Psoralen ve ultraviyole A (PUVA) tedavisinin T-hücre fonksiyonunu ve antijen sunumunu etkilediği, langerhans hücrelerini azaltarak kıl folikülüne karşı gelişmiş olan lokal immünolojik atağı inhibe ederek etki gösterdiği düşünülmektedir (2,6).

PUVA tedavisi için yaygın tutulumu olan hastaların seçilmesi ve 30-80 tedavi seansı önerilmektedir (26). Tedaviye cevap oranı %20-73 arasında değişmekle birlikte tedavi kesildikten sonraki nüks oranı da yüksektir (83). Çocuklarda kullanım kısıtlılığına neden olur ve uzun dönemde kıllar çıktıkça ışınların deriye ulaşması zorlaştığından tedavi etkinliği azalabilir (84). Literatürde dBUV-B, UVA-1 ile yapılmış çalışmalar da mevcut olup, AA’da etkinlikleri tam olarak ortaya konamamıştır (85).

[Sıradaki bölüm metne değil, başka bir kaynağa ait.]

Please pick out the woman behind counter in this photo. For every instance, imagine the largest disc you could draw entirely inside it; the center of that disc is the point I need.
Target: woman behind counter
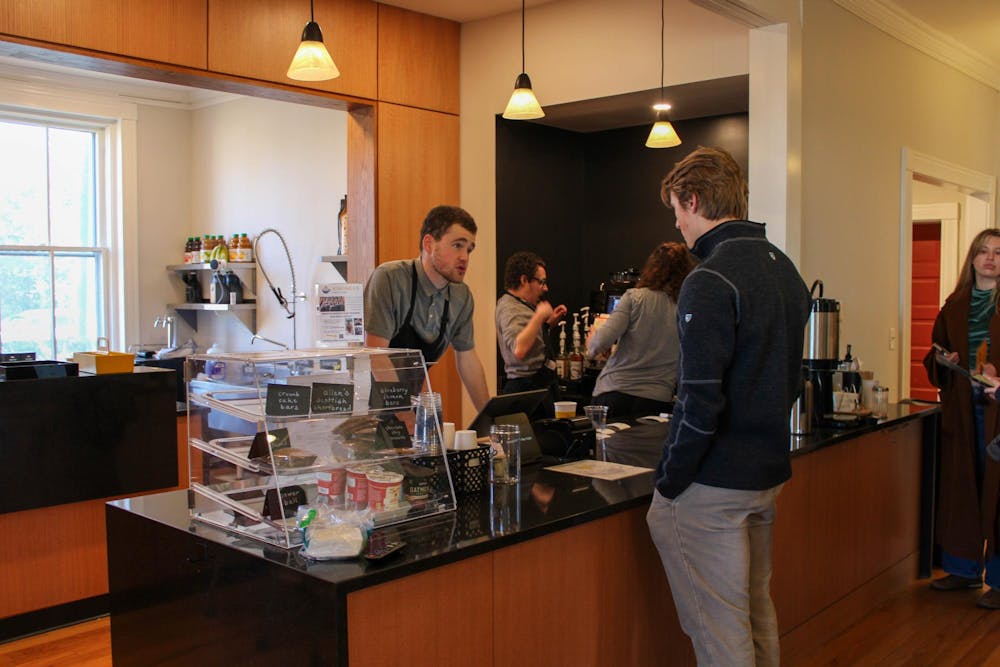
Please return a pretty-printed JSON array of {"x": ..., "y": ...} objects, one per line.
[
  {"x": 970, "y": 480},
  {"x": 641, "y": 376}
]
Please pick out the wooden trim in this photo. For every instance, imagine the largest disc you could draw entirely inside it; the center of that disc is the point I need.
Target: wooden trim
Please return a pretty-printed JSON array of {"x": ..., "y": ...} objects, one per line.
[{"x": 362, "y": 193}]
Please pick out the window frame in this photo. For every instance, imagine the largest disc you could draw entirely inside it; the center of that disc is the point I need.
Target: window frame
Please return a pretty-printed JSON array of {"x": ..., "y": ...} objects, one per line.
[{"x": 116, "y": 196}]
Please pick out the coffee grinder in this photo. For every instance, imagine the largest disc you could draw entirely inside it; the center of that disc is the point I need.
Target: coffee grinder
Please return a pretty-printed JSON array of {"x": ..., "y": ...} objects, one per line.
[{"x": 821, "y": 351}]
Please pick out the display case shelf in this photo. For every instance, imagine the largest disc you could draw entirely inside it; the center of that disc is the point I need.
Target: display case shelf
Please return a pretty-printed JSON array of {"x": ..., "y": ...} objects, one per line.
[{"x": 273, "y": 432}]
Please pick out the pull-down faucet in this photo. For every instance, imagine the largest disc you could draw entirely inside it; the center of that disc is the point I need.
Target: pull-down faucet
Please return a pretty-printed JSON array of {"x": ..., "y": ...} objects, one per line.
[{"x": 256, "y": 337}]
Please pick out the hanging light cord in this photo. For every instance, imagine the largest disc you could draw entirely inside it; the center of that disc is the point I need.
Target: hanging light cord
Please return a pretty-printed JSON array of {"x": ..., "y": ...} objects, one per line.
[
  {"x": 522, "y": 35},
  {"x": 663, "y": 27}
]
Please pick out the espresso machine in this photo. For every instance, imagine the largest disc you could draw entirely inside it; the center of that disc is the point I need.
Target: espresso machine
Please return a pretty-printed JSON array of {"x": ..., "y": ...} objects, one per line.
[{"x": 821, "y": 351}]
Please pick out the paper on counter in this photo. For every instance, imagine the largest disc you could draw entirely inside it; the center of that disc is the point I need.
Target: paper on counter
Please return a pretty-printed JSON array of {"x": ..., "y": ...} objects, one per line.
[{"x": 599, "y": 469}]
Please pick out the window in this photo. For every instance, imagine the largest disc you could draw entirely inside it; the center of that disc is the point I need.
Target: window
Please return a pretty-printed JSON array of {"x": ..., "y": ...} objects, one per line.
[{"x": 54, "y": 247}]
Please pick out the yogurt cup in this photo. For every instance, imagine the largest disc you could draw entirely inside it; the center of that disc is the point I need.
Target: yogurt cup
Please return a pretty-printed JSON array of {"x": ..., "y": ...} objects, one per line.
[{"x": 384, "y": 490}]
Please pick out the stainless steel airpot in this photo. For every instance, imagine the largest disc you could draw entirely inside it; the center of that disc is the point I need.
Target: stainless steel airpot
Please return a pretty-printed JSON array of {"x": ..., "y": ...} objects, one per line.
[{"x": 822, "y": 341}]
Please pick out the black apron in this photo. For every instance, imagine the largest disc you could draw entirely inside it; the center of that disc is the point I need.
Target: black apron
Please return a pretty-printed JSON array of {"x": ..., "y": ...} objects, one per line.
[{"x": 407, "y": 336}]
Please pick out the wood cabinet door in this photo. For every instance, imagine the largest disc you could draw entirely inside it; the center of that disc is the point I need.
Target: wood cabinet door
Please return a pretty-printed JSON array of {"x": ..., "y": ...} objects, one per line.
[
  {"x": 418, "y": 59},
  {"x": 417, "y": 170},
  {"x": 257, "y": 39},
  {"x": 169, "y": 31}
]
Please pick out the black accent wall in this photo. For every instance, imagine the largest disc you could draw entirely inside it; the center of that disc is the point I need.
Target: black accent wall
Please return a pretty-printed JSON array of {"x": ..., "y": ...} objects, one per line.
[{"x": 589, "y": 204}]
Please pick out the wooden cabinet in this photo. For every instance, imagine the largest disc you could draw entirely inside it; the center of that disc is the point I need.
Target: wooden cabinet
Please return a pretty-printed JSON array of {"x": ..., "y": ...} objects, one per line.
[
  {"x": 257, "y": 39},
  {"x": 418, "y": 58},
  {"x": 439, "y": 617},
  {"x": 168, "y": 31},
  {"x": 417, "y": 170}
]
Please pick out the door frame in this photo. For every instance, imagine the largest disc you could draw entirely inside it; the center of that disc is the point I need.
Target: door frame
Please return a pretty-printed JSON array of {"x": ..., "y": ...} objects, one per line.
[{"x": 979, "y": 190}]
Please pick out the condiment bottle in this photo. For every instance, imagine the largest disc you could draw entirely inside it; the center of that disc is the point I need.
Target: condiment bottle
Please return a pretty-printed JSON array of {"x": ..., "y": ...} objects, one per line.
[
  {"x": 234, "y": 248},
  {"x": 246, "y": 249}
]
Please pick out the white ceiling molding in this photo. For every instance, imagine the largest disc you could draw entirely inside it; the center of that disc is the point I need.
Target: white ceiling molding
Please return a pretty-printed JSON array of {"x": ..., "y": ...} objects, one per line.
[
  {"x": 736, "y": 10},
  {"x": 905, "y": 27}
]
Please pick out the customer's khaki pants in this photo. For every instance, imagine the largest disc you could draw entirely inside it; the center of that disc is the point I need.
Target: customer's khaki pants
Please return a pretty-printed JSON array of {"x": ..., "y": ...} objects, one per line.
[{"x": 715, "y": 545}]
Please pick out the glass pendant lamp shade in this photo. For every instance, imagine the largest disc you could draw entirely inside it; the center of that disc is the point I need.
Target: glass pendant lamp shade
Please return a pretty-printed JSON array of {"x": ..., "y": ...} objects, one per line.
[
  {"x": 663, "y": 135},
  {"x": 523, "y": 105},
  {"x": 312, "y": 62}
]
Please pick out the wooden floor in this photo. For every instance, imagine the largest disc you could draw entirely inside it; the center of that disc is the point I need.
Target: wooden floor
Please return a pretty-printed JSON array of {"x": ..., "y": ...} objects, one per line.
[{"x": 915, "y": 627}]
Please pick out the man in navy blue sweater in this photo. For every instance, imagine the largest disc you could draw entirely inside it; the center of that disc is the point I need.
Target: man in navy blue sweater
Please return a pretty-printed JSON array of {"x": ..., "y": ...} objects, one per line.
[{"x": 741, "y": 317}]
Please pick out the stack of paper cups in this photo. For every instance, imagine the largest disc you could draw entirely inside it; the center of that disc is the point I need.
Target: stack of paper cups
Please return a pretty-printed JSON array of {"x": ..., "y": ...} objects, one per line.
[
  {"x": 465, "y": 440},
  {"x": 448, "y": 429}
]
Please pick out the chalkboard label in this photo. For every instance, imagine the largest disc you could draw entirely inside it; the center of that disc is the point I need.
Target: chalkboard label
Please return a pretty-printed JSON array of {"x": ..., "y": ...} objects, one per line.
[
  {"x": 279, "y": 440},
  {"x": 291, "y": 498},
  {"x": 391, "y": 433},
  {"x": 389, "y": 395},
  {"x": 332, "y": 397},
  {"x": 286, "y": 400}
]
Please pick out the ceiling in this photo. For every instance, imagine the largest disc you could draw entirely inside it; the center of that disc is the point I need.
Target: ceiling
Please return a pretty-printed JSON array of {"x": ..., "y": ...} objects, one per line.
[{"x": 973, "y": 23}]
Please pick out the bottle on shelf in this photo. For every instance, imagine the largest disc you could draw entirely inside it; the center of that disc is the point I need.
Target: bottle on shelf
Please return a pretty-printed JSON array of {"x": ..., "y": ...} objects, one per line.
[
  {"x": 562, "y": 361},
  {"x": 246, "y": 249},
  {"x": 342, "y": 227},
  {"x": 206, "y": 248},
  {"x": 576, "y": 356}
]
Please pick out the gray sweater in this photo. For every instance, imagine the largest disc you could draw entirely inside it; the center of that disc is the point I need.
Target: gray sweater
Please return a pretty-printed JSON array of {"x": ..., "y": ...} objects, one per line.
[
  {"x": 645, "y": 363},
  {"x": 741, "y": 321}
]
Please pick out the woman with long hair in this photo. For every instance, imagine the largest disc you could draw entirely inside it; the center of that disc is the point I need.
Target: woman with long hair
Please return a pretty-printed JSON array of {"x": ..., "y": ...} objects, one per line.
[
  {"x": 968, "y": 329},
  {"x": 641, "y": 376}
]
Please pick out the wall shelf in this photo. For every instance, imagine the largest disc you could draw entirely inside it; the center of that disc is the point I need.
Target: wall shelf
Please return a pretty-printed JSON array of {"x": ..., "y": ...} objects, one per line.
[{"x": 246, "y": 312}]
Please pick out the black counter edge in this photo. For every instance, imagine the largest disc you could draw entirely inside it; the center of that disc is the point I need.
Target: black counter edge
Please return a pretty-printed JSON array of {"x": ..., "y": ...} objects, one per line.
[{"x": 53, "y": 618}]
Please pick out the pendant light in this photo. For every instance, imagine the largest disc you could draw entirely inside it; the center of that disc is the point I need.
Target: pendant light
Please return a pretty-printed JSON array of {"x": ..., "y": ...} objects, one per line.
[
  {"x": 312, "y": 62},
  {"x": 663, "y": 134},
  {"x": 523, "y": 105}
]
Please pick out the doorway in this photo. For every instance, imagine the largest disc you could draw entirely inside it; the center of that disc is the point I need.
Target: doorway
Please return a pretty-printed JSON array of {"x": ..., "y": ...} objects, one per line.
[{"x": 972, "y": 210}]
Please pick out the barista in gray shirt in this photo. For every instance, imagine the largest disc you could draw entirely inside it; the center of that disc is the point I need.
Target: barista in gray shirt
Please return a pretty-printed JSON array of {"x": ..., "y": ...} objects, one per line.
[
  {"x": 641, "y": 376},
  {"x": 522, "y": 319},
  {"x": 424, "y": 303}
]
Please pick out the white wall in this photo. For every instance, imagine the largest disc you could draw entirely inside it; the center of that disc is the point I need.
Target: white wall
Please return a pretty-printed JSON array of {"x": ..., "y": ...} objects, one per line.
[
  {"x": 259, "y": 164},
  {"x": 240, "y": 166}
]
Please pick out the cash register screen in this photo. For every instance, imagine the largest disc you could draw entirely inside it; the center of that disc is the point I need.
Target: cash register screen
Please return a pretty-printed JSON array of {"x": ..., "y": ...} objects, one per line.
[{"x": 613, "y": 300}]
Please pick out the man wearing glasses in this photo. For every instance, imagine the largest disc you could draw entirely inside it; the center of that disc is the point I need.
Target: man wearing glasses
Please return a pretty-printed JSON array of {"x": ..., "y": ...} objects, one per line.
[{"x": 523, "y": 319}]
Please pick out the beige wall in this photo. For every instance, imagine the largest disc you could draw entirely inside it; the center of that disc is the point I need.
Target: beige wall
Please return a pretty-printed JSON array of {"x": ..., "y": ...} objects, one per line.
[
  {"x": 576, "y": 50},
  {"x": 856, "y": 97},
  {"x": 865, "y": 97}
]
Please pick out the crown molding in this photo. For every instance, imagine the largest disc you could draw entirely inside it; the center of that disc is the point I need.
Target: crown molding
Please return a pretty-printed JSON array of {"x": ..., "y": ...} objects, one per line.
[
  {"x": 905, "y": 27},
  {"x": 736, "y": 10}
]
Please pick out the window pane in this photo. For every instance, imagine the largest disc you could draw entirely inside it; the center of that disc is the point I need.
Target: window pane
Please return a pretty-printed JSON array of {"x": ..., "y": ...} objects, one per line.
[
  {"x": 26, "y": 304},
  {"x": 23, "y": 197},
  {"x": 78, "y": 292},
  {"x": 71, "y": 187}
]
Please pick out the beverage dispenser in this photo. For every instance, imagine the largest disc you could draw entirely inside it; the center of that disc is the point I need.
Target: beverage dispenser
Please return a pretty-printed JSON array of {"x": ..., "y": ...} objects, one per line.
[{"x": 821, "y": 350}]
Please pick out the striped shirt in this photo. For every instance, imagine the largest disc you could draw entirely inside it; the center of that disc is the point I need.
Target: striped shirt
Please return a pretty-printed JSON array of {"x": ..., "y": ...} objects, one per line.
[{"x": 981, "y": 310}]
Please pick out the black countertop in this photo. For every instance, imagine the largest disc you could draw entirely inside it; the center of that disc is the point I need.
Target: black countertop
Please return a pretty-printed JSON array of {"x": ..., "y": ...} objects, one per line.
[{"x": 544, "y": 502}]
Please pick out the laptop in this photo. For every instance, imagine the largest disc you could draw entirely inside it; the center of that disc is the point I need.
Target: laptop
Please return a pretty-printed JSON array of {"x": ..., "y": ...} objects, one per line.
[{"x": 512, "y": 409}]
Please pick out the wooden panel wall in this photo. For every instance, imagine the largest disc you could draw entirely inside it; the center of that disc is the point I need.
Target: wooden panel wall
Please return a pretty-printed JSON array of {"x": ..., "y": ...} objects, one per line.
[
  {"x": 849, "y": 513},
  {"x": 257, "y": 39},
  {"x": 169, "y": 31},
  {"x": 56, "y": 555},
  {"x": 439, "y": 618},
  {"x": 418, "y": 58},
  {"x": 417, "y": 170}
]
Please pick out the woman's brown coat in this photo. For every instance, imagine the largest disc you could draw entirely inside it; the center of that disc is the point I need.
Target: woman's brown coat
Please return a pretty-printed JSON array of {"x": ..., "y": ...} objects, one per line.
[{"x": 964, "y": 520}]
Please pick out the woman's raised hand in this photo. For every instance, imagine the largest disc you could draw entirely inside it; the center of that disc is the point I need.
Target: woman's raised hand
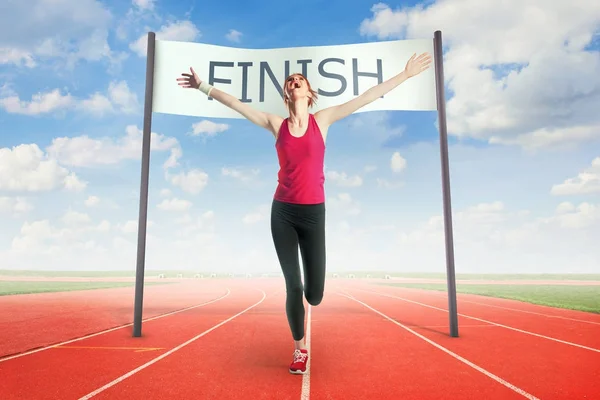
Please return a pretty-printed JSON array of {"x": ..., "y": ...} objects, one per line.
[{"x": 189, "y": 80}]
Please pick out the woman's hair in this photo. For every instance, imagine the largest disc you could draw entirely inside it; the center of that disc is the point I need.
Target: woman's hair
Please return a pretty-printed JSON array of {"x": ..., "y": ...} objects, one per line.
[{"x": 311, "y": 101}]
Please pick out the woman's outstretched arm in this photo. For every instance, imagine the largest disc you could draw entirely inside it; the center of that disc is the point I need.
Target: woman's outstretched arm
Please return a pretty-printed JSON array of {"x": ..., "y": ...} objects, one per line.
[
  {"x": 268, "y": 121},
  {"x": 414, "y": 66}
]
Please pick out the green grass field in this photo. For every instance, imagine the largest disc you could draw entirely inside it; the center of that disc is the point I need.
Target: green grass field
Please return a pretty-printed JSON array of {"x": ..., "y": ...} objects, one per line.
[
  {"x": 582, "y": 298},
  {"x": 17, "y": 287}
]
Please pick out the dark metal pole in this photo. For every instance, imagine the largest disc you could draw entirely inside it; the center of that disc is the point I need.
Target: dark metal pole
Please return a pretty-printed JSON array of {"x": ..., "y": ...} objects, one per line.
[
  {"x": 143, "y": 216},
  {"x": 441, "y": 106}
]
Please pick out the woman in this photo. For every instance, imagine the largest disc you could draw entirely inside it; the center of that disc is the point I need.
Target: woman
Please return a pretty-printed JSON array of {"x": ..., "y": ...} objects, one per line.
[{"x": 298, "y": 209}]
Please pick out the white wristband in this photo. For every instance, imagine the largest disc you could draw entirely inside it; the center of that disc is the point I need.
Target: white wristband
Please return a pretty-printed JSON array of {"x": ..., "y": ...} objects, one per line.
[{"x": 205, "y": 88}]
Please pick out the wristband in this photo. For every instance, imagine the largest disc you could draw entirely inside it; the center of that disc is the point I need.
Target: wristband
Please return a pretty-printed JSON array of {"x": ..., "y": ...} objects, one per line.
[{"x": 205, "y": 88}]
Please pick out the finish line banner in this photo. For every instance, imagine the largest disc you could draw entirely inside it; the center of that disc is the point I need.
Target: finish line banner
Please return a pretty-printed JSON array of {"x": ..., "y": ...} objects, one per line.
[{"x": 256, "y": 76}]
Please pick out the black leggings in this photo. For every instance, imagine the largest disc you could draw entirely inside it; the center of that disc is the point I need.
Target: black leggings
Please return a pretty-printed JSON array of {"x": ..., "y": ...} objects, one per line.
[{"x": 294, "y": 225}]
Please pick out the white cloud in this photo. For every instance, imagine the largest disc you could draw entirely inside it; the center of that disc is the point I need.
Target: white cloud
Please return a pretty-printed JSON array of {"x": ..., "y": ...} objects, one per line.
[
  {"x": 208, "y": 128},
  {"x": 586, "y": 182},
  {"x": 387, "y": 184},
  {"x": 500, "y": 61},
  {"x": 342, "y": 179},
  {"x": 243, "y": 175},
  {"x": 41, "y": 103},
  {"x": 344, "y": 204},
  {"x": 27, "y": 168},
  {"x": 175, "y": 204},
  {"x": 234, "y": 36},
  {"x": 178, "y": 30},
  {"x": 83, "y": 151},
  {"x": 146, "y": 5},
  {"x": 74, "y": 218},
  {"x": 15, "y": 205},
  {"x": 397, "y": 163},
  {"x": 191, "y": 182},
  {"x": 67, "y": 30},
  {"x": 119, "y": 99},
  {"x": 260, "y": 214},
  {"x": 92, "y": 201},
  {"x": 489, "y": 237}
]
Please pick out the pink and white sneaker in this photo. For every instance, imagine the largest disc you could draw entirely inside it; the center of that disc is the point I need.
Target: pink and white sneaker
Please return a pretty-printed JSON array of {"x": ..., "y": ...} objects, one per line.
[{"x": 298, "y": 366}]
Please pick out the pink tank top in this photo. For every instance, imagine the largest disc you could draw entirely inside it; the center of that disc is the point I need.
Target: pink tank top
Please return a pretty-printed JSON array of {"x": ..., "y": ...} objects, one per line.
[{"x": 301, "y": 177}]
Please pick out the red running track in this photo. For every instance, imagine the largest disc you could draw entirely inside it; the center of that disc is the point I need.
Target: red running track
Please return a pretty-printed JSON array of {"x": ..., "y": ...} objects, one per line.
[{"x": 362, "y": 346}]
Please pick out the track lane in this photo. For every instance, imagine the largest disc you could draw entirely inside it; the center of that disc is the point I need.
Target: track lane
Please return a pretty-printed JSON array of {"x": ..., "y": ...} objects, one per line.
[
  {"x": 30, "y": 321},
  {"x": 357, "y": 354},
  {"x": 574, "y": 331},
  {"x": 247, "y": 358},
  {"x": 72, "y": 372},
  {"x": 546, "y": 369}
]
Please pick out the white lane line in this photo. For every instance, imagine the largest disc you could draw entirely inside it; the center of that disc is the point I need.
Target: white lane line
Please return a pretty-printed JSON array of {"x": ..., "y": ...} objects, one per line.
[
  {"x": 113, "y": 329},
  {"x": 487, "y": 322},
  {"x": 173, "y": 350},
  {"x": 305, "y": 394},
  {"x": 462, "y": 300},
  {"x": 445, "y": 350}
]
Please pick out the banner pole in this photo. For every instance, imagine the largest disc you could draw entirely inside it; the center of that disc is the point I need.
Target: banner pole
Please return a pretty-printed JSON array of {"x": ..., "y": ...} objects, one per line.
[
  {"x": 441, "y": 106},
  {"x": 143, "y": 213}
]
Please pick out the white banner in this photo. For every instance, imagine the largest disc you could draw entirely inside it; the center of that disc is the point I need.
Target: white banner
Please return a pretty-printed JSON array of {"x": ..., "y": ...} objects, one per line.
[{"x": 338, "y": 73}]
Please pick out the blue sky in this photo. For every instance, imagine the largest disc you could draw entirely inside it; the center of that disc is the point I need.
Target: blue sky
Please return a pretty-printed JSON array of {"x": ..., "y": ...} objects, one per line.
[{"x": 524, "y": 133}]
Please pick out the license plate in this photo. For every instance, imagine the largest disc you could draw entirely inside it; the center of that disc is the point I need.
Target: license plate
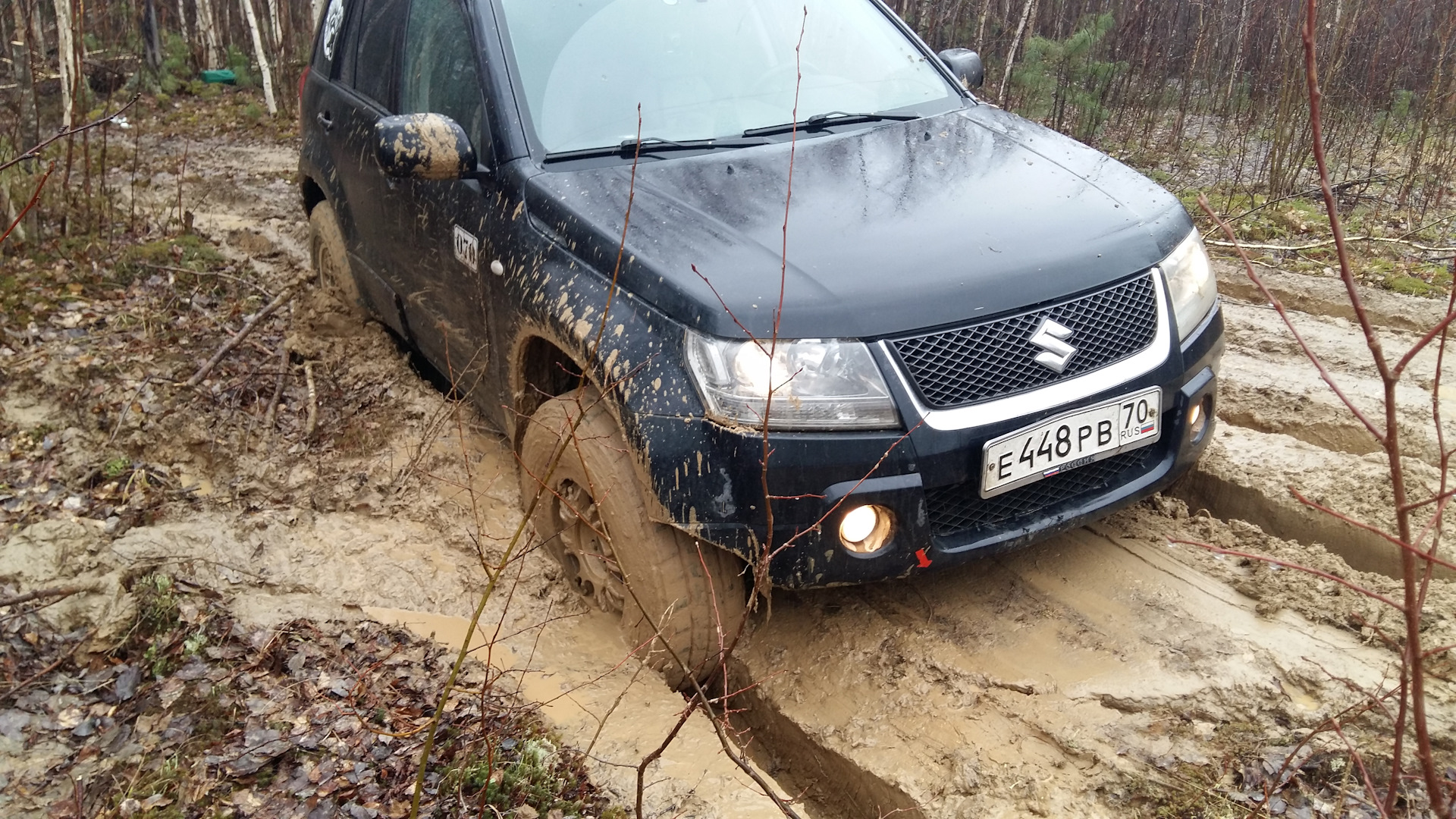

Excimer lazer immünomodülatör etkisinden dolayı psoriasis ve vitiligoda kullanıldığı gibi AA’da da tedavide denenmiştir. Çocuklarda ve erişkinlerde yapılan iki çalışmada sırasıyla %60 ve %41,5 oranlarında sınırlı AA’da saç çıkma oranları tespit edilirken, AT/AU’da başarılı bulunmamıştır (86).

Siklosporin

İmmünosüpresan bir ilaç olup T helper hücreleri ve INF-g’yı baskılamakta, perifoliküler lenfositik infiltrasyonu azalttığı ve CD4/CD8 oranında azalmaya neden olduğu da gösterilmiştir (7,73). Sık görülen yan etkilerinden biri hipertrikoz olması araştırmacıları AA tedavisinde etkili olabileceğini düşündürmüştür (73). Bazı yazarlarca yan etkileri ve tedavi sonrası sık görülen nüksler nedeniyle siklosporinin kullanımı tavsiye edilmemektedir (2,7,10).

Metotreksat

Folik asit antagonisti olan metotreksatın immünosüpresan ve anti-enflamatuvar etkileri bulunmaktadır. Özellikle şiddetli ve tedaviye dirençli AA’da kortikosteroid ile kombine veya monoterapi olarak kullanılabilmektedir (87).

Sülfasalazin

Hem immünosüpresif hem immünomodülatör etkisi olup, T-hücre proliferasyonunu, NK hücre aktivasyonunu, sitokin ve antikor üretimini inhibe ederek etki gösterir (87).

Biyolojik Tedaviler

AA T-hücre aracılı bir otoimmün hastalık olduğu kabul edildiğinden tedavide T-hücreleri azaltarak, T-hücre aktivasyonunu ve enflamatuvar sitokinleri inhibe ederek etki gösteren birçok biyolojik ajan denenmiştir (7). Literatürde AA hastalarında adalimumab, infliksimab, etanersept ve efalizumab gibi biyolojik ajanlarla yapılan çalışmalarda doğrulanabilir etkili sonuçlar elde edilememiştir, ayrıca romatoid artrit ve psoriasis tedavisi için, anti TNF-a tedavisi alan hastalarda AA geliştiği olgu raporları da bildirilmiştir (88). Bu bulgular TNF-a’nın AA mekanizmasında temel bir rolü oynamadığını da düşündürmektedir (7).

JAK İnhibitörleri

Janus kinaz yolağının AA gelişim mekanizmasında rol oynayabileceğini destekler veriler mevcuttur (2) INF-a, IL-2 ve IL-15, AA’daki otoreaktif CD8+ T-hücre infiltrasyonunda belirgin rol oynarlar. Bu sitokinlerin sinyal yolakları JAK-1, JAK-2 ve JAK-3 üzerindendir. Bu reseptörlerin inhibisyonu AA’da düzelmeye neden olabilir (2).

%40’tan fazla saç kaybı olan 90 AA’lı hastaya tofasitinib verilerek yapılan bir çalışmada, AT/AU’lu hastaların %77’si klinik olarak tedaviye cevap vermiş, bunların %58’inde %50’den fazla SALT skorunda 4-18 ay içinde düzelme görülmüş. AA’lı hastalar ise AT/AU’ya göre tofasitinib tedavisine SALT skorunda daha fazla düzelme görülmüş ve hastalık süresi 10 yılın üzerinde olanlarda tedaviye cevap daha düşük bulunmuştur (89).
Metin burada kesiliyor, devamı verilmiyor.